|
Zaman Kaybolmaz |
Madem teknik nedenlerle filmlere ara verdik o zaman kitapları koyalım.
Zaman Kaybolmaz İlber Ortaylı'yla gerçekleştirilen bir söyleşi kitabı. Nehir söyleşi de denilen soru cevaplarla ilerleyen biyografik bir çalışma. İlber Ortaylı'nın Kırım'dan Avrupa'ya göçen ailesiyle başlayıp, Topkapı Saray'ına önce müdür sonra da başkan olmasına kadarki sürecine kadar ilerliyor. Ortaylı gerçekten bilgi birikimi bakımından mükemmel bir insan. Onun bu noktaya, koltuğu sağlam kişileri tanıyıp temelsiz vasıflarla kolay yoldan gelmediğini apaçık görebilirsiniz. Nasıl azimle çalıştığını, ona bilgi ve dostluk bakımından fayda sağlayacak insan ilişkilerini nasıl edindiğini, seyahatlerini, fikirlerini belki de biraz patavatsızca söyleyişini hayranlıkla okudum.

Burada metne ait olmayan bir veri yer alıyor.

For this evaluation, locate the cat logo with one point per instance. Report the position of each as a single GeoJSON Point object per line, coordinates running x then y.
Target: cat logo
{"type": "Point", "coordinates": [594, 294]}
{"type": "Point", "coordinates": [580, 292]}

Kitapla ilgili tek sorun paylaşmak istemediği konulardaki tavizi. 40 yıl önce aynı ortamda bulunduğu ve belki bir daha hiç görmediği insanları isim ve soyadla anarken, yeri geldi mi bazı soruları "Aman ne biliyim ben şimdi unuttum!" diye yanıtlayarak geçiştirmiş.
|
Robert Kolej'in Kızları |
Robert Kolej'in değil de aslında Amerikan Kız Koleji'nin hikayesi. Amerikan misyonerler birliği tarafından Türkiye'ye protestanlığı yaymak için gönderilen misyonerlerden Mary Mills Patrick Erzurum'da bir süre yaşadıktan sonra İstanbul'a göreve getiriliyor. Burada o zaman Üsküdar'da bulunun yüksekokulun müdiresi olarak göreve başlayan Patrick daha sonra azimle okulu koleje çevirip Arnavutköy sırtlarında şu an Robert Kolej'in ikâmet ettiği binalara taşıyor. İster Hristiyanlığı yaymak isteyen ve azınlık isyanlarını alevlendiren hainler diyin ister başka bir şey, ortada kadınların birey olamadığı bir dönemde ortaya çıkan umut ışığından bahsediyoruz. Türk, Rum, Ermeni, Bulgar, Rus, İngiliz, Alman ve Arnavut her kültürden ve yöreden kızlar buraya gelip bu ışığın ortağı oluyorlar. Arka planda çöküşüne az kalmış Osmanlı İmparatorluğu'nu da batılı gözünden okuma şansı elde ediyorsunuz. Kitabın Türkçe'si biraz bozuk o yüzden okurken zorluyor.
|
Türk Promethe'ler |
Türkiye Cumhuriyet'i kurulduktan sonra ortaya büyük bir sorun çıkıyor: yeni nesli yetiştirecek nitelikli bireyler. Bu sebeple devlet, Sümerbank ve MTA Türkiye'den Avrupa'ya öğrencileri burslu gönderiyorlar, bu kitap da gidenlerin mektuplarından ve anılarından bir derleme sunuyor. Kültür değişimi, gittikleri okullarda eğitimin ve bilimin sonsuz nimetlerini görünce yaşadıkları şok, memleket özlemleri, ikinci dünya savaşı gibi bir çok alt metin barındırıyor.Ben en çok Sabahattin Eyüboğlu'nun ailesine yazdığı mektupları sevdim. Ayrıca Sabahattin Ali'nin yıllardır çok satanlardan düşmeyen kitabı Kürk Mantolu Madonna'da böyle bir dönemi anlatır. Kitabı, didaktik bir şekilde değil de anılar ve mektuplar üzerinden gittiği için çok beğendim.
|
Türk Mektupları |
Bu kitap da Avusturya elçisi olarak Kanuni döneminde Osmanlı topraklarına gelen Busbecq'in arkadaşına yazdığı mektuplardan oluşuyor. Derin bir merakla edindiği tüm bilgileri, gözlemlerini, yaşadığı olayları bu mektuplara dökmüş. Tabi bizim o zamanlar kitapla, anıyla, tarihle işimiz olmadığından dönemin ayrıntılarına ilişkin mükemmel bir kaynak sunuyor. Özellikle saat konulu anılarına çok güldüm. Dönem filmi gibi bir kitap. İstanbul'u betimlemelerle çok güzel anlatmış. Adamcağızı canlandırıp geri getirsek Istanbul'un şu anki halini görüp düşer bayılırdı.